How do you see the next few years evolving forward at CORHIO?

Carlson: We’ve touched on a lot of priorities—ECQM work… our learnings in various areas. It’s a big lift to ingest the CCDA documents and get consistency at the data level. Our partner organizations continue to work with us and with Wolters Kluwer, to work on various types of data together. When we spoke at the HIMSS Conference earlier this year, Morgan and I talked a lot about data normalization work and about data visualization, and about being able to visualize risk across counties and the state, to identify pockets of need. And in that context, the social determinants data will help us understand where the food deserts are, and where high levels of chronic diabetics live. We have a number of mountain and rural communities that are fairly isolated, so our opportunities to impact that, are large, but so are the needs, and thus, we need to address data quality issues.

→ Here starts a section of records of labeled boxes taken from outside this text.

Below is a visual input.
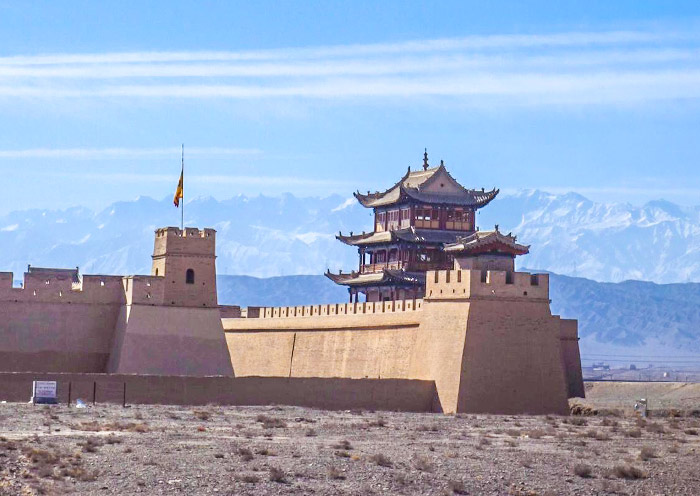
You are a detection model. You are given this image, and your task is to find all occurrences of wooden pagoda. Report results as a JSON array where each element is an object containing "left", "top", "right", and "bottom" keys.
[{"left": 326, "top": 150, "right": 498, "bottom": 301}]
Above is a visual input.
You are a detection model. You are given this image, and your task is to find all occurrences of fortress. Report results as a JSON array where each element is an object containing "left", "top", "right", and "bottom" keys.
[{"left": 0, "top": 154, "right": 584, "bottom": 414}]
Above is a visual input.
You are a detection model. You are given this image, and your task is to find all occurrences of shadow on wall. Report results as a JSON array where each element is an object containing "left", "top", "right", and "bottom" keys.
[{"left": 0, "top": 372, "right": 441, "bottom": 412}]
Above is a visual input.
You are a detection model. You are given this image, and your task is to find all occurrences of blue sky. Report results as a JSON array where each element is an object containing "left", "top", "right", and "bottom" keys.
[{"left": 0, "top": 0, "right": 700, "bottom": 212}]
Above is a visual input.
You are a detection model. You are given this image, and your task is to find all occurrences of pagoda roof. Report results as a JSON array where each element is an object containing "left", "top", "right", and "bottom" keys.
[
  {"left": 336, "top": 226, "right": 463, "bottom": 246},
  {"left": 354, "top": 163, "right": 499, "bottom": 208},
  {"left": 325, "top": 269, "right": 425, "bottom": 287},
  {"left": 443, "top": 226, "right": 530, "bottom": 256}
]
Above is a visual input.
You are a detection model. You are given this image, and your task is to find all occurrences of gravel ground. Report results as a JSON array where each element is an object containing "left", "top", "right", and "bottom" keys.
[{"left": 0, "top": 403, "right": 700, "bottom": 496}]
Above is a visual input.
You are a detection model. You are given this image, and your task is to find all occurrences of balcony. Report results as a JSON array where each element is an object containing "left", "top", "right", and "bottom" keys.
[
  {"left": 360, "top": 260, "right": 454, "bottom": 274},
  {"left": 360, "top": 262, "right": 404, "bottom": 274}
]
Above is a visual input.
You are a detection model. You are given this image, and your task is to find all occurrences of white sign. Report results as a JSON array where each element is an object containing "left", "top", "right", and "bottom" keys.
[{"left": 32, "top": 381, "right": 57, "bottom": 403}]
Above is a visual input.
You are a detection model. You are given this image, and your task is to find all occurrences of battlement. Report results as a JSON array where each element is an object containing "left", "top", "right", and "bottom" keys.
[
  {"left": 425, "top": 270, "right": 549, "bottom": 300},
  {"left": 153, "top": 227, "right": 216, "bottom": 258},
  {"left": 0, "top": 267, "right": 124, "bottom": 304},
  {"left": 238, "top": 300, "right": 423, "bottom": 319},
  {"left": 122, "top": 276, "right": 165, "bottom": 305}
]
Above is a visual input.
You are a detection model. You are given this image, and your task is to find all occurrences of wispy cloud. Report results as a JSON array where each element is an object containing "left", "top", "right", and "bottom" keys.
[
  {"left": 0, "top": 147, "right": 262, "bottom": 159},
  {"left": 0, "top": 30, "right": 700, "bottom": 104},
  {"left": 43, "top": 172, "right": 351, "bottom": 190}
]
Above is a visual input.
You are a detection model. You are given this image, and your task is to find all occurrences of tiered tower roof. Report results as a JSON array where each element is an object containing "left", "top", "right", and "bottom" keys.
[{"left": 354, "top": 162, "right": 499, "bottom": 208}]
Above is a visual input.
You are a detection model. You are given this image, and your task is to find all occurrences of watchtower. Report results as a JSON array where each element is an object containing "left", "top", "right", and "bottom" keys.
[{"left": 151, "top": 227, "right": 218, "bottom": 307}]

Honea: I agree with everything that Mark said. We’ve got this never-ending effort to include programmatic elements, site-specific elements, into the HIE, every kind of element—that work will never end. But I’m also continually focused on the question of how we as a state, with only 5 million people, can identify ways to leverage the infrastructure built with significant investment at the federal, state, and local levels, to advance our overall HIE efforts as a state, and minimize the risk of continually building new silos of data that will just require new efforts in the same fashion? How do we improve coordination when folks are moving across different geographies or service areas, without rebuilding existing infrastructure? How do we partner with communities to get the biggest bang for our buck? That requires a lot of planning and coordination and collaboration.

Carlson: For HIEs to provide value, Morgan and I often say, it’s data versus documents. Document exchange has a very valuable place in the broader landscape, but where the HIEs are differentiating themselves is at local-level attention and relationships and meeting community needs, and where we can operate at the data level to provide the insights to drive patient care quality forward.